Doch trotz all dieser Widrigkeiten wuchs und gedieh das einst grobe Lager schnell zu einem kleinen und beschaulichen Dorf heran! Doch so richtig den Sprung zu einer Stadt schaffte man dann doch nicht aus eigener kraft heraus und somit nur der reinen Tätigkeit als Zwischenhändler. Hierbei kam der inzwischen zu einem Kaufmannsgeschlecht herangewachsenen Herrscherfamilie aber etwas zugute, was sonst überall anders nur für Chaos und Wahnsinn sorgte! Es war die magische Explosion von vor 666 Jahren, bei welcher ein Erbeben die bisherige Siedlung. Welche sich auf dem kleinen Plateau etwas abseits des ehemaligen Ausgangspunktes der Besiedlung, wo sich heute bereits schon ein recht prächtiges Anwesen befand, zerstörte. Man mag sich jetzt als Außenstehender sofort fragen, wie ausgerechnet so ein Unglück der Stadt zugute kam und genau dazu kommen wir jetzt! Denn zwar wurde die Siedlung zerstört aber es gab glücklicherweise nur sehr wenige Opfer durch das Erdbeben zu beklagen. Dass was aber so entscheidend für den weiteren Wachstum der Siedlung war, dass was eben dieses Erdbeben zutage gefördert wurde! Es war Gold oder besser gesagt eine reiche Goldader, welche sich den verdutzenden Leuten in einer breiten Spalte offenbarte. Doch trotz dieses Segens stellte genau diese Ader die Bewohner dieses Ortes wieder vor viele weitere Probleme. Denn einerseits lockt eine solche Goldader, vor allem in chaotischen Zeiten wie sie damals ja vorherrschten, immer mehr Diebes- und Mörderpack an, als unbedingt gut wäre und anderseits war das ganze Gestein dieses Plateaus überaus hartnäckig. So sah man zwar das Gold und konnte es auch anfassen aber der Abbau gestaltete sich aufgrund des äußerst harten und zähen Gesteins als überaus schwierig. Also ganz nach dem Motto „So nah und doch so fern!“. Um diese beiden Probleme aus dem Weg zu schaffen und dann endlich mit dem Goldabbau und dem dadurch finanzierten neu und Weiterausbau der Siedlung beginnen zu können. Tätigte die Kaufmannsfamilie eine mehr als nur gewagte Investition, welche sie zwar an den Rande des Ruins führte, sich aber im Nachhinein als einzig richtige Entscheidung erwies! So vergrößerten sie einerseits ihre kleine Schutztruppe und zum anderen lockten sie mit viel Geld und der Aussicht auf noch vielmehr Gold die besten Bergwerker hierher. Damit diese sich, mit all ihrem können dem Abbau des Goldes widmen könnten und sollten.

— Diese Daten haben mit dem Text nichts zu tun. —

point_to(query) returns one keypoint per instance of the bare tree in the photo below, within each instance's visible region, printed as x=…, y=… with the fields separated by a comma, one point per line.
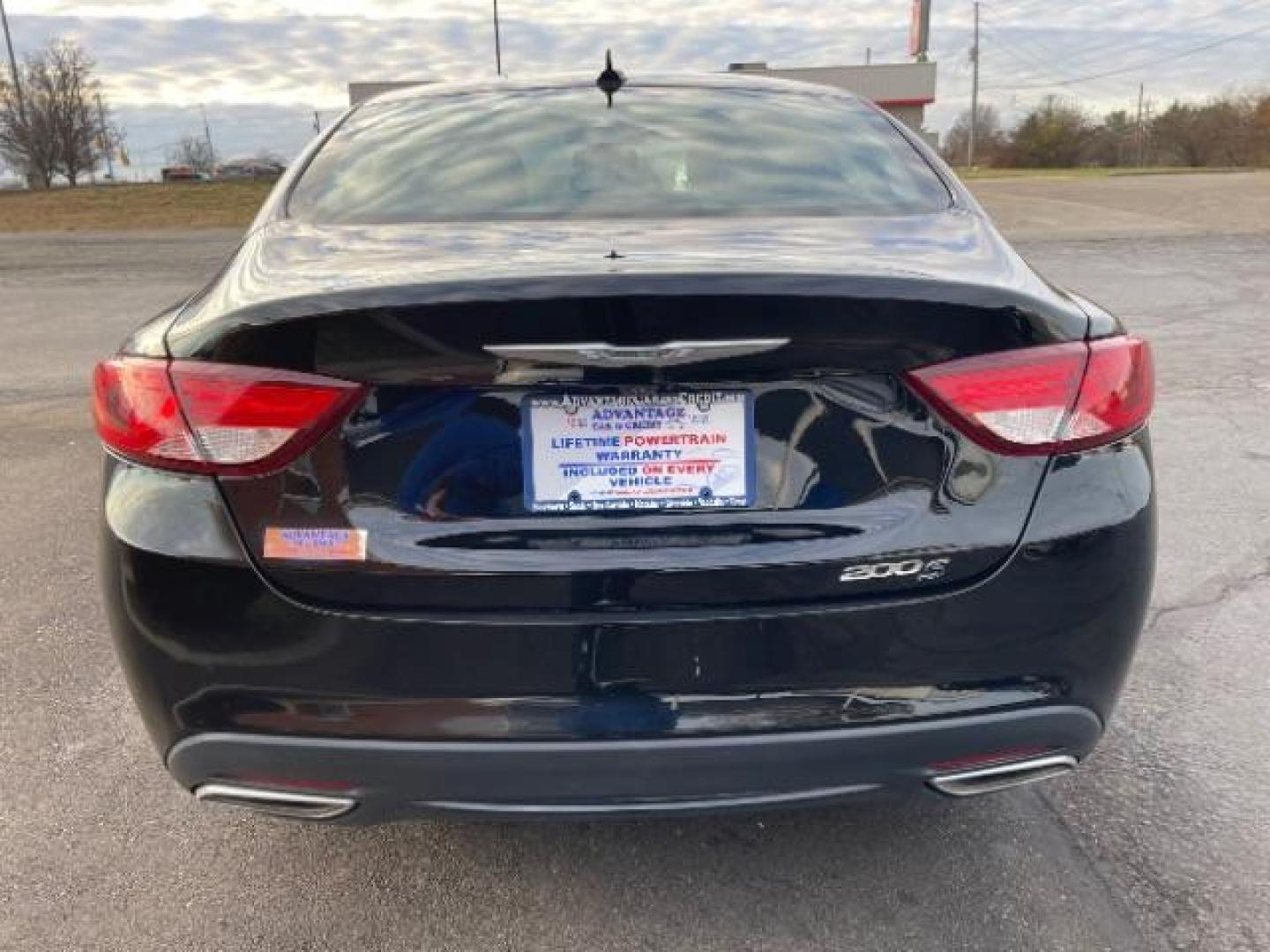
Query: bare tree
x=990, y=140
x=193, y=152
x=58, y=129
x=1054, y=135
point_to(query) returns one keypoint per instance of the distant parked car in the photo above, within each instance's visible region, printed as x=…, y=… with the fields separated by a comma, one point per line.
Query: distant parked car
x=182, y=173
x=250, y=170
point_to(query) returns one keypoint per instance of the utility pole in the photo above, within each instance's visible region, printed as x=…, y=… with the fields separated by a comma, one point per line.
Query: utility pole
x=1140, y=132
x=207, y=133
x=106, y=138
x=975, y=90
x=498, y=43
x=13, y=68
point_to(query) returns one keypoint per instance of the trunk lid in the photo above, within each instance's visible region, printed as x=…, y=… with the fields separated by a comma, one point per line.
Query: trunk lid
x=857, y=490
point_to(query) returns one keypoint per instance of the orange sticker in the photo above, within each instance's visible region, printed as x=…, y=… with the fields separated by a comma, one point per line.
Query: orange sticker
x=315, y=545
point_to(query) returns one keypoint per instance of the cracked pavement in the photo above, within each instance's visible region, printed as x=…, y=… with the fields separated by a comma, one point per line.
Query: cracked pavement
x=1161, y=842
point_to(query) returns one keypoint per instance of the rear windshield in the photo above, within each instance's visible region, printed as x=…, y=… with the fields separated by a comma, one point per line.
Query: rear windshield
x=657, y=152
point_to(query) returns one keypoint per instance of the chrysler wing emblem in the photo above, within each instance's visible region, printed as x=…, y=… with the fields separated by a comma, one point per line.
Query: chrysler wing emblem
x=669, y=354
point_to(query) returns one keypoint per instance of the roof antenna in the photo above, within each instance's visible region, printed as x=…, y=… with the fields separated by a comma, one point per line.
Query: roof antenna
x=609, y=80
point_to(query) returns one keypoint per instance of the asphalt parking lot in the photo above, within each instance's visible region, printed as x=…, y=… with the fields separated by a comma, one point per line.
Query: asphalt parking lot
x=1161, y=842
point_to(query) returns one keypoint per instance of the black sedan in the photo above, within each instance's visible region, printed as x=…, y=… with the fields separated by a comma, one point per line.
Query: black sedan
x=680, y=446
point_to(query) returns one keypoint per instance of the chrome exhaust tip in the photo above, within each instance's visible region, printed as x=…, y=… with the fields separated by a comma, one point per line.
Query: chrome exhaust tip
x=990, y=779
x=276, y=802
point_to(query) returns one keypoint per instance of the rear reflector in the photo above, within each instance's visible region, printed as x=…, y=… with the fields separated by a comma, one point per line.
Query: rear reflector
x=213, y=418
x=1042, y=400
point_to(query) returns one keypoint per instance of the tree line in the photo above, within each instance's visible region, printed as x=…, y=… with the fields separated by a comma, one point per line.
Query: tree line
x=1058, y=133
x=55, y=121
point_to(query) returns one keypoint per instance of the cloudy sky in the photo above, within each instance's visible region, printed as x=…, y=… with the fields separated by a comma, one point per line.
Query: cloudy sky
x=262, y=68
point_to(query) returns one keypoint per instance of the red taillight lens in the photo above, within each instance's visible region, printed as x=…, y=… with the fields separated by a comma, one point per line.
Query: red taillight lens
x=1047, y=398
x=213, y=418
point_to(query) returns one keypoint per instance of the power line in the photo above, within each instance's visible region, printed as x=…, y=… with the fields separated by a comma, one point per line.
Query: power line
x=1091, y=52
x=1120, y=71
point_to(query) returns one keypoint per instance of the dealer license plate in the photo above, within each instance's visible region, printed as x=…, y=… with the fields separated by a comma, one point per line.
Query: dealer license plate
x=639, y=450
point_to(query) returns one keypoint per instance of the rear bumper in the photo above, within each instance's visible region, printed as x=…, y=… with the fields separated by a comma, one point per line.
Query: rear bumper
x=401, y=779
x=624, y=714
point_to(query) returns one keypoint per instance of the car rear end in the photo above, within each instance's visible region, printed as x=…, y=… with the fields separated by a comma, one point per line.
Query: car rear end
x=616, y=517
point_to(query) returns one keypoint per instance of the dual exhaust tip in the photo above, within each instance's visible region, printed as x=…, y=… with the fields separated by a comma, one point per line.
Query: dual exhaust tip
x=277, y=802
x=322, y=807
x=1002, y=776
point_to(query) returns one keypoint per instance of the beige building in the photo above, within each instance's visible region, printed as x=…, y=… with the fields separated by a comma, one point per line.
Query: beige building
x=903, y=89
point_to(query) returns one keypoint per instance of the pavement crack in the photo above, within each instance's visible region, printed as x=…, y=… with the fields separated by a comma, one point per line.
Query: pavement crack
x=1229, y=588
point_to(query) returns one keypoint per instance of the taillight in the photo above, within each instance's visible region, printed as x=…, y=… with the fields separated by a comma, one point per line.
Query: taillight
x=1045, y=400
x=213, y=418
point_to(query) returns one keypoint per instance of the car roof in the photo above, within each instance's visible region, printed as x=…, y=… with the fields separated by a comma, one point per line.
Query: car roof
x=563, y=81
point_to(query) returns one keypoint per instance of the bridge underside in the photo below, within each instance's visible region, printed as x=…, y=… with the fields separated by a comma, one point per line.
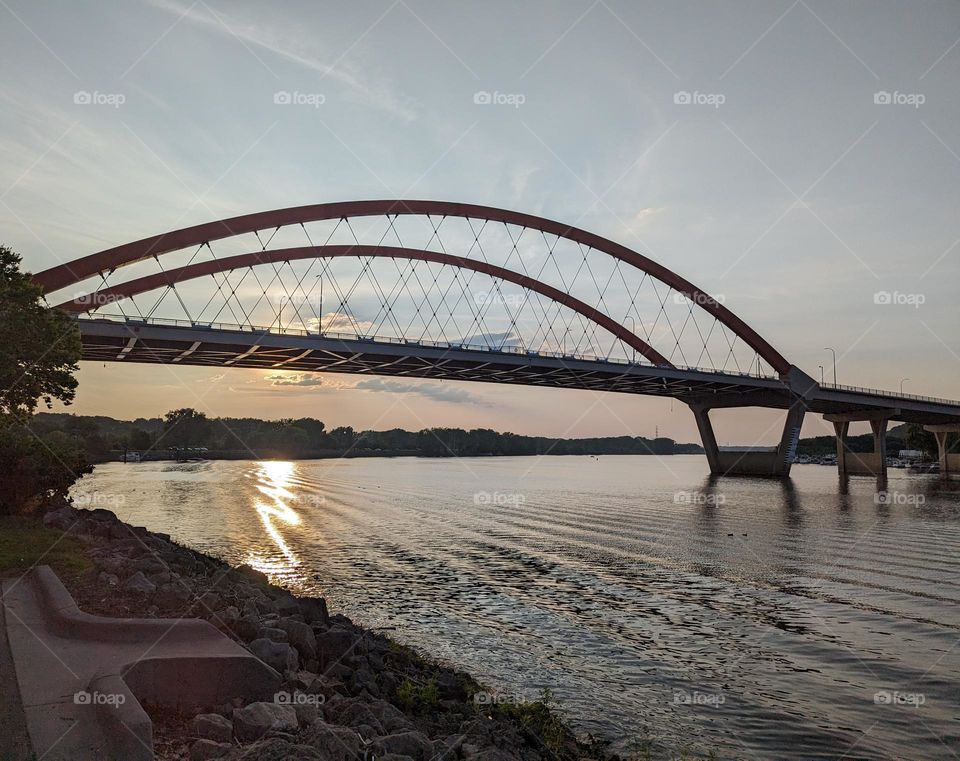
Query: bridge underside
x=142, y=342
x=110, y=341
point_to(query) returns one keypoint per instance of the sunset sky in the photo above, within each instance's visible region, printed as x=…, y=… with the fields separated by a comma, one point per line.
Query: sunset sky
x=790, y=185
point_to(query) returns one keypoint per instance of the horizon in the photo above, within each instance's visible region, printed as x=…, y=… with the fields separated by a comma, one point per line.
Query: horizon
x=842, y=194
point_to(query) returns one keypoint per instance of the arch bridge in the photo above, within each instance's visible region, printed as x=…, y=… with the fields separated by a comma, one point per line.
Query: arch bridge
x=453, y=291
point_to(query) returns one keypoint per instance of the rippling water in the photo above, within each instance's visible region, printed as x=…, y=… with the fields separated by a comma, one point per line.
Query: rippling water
x=752, y=618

Und diesem Rufe folgten auch wahrlich die Besten der Besten und zwar die Zwerge höchstpersönlich! Denn wer sollte auch besser im Abbau irgendwelche Erze sein, als jene Rasse, der man nachsagte mit der Spitzhacke in der Hand geboren zu sein!? Die Zwerge selbst, kamen hauptsächlich aber nur hierher, weil durch ein ähnliches beben ihre alte Miene und somit auch ihre ganze Heimat eingestürzt war und sie deshalb gerade auf der suche nach einer neuen waren. Gut insgesamt waren sie natürlich recht exzentrisch, eigenwillig als natürlich auch stur aber dennoch konnte man sich ziemlich schnell einigen, was die Bedingungen des Abbaus anging! Fortan sollten nun also de Zwerge den Abbau des Goldes vornehmen, hierfür sollten sie ein eigenes Stadtviertel, samt eigenen Bürgermeister zugesprochen bekommen, als auch 50% des abgebauten Goldes. Dies mag viel klingen, in Anbetracht dessen, dass sie dieses ja schlussendlich auch wieder zu einem Großteil in der Stadt ausgeben würden bzw vorher andere Bergarbeiter bereits schon am Abbau des Goldes gescheitert waren. War dies der einzig richtige, als auch kluge Schachzug!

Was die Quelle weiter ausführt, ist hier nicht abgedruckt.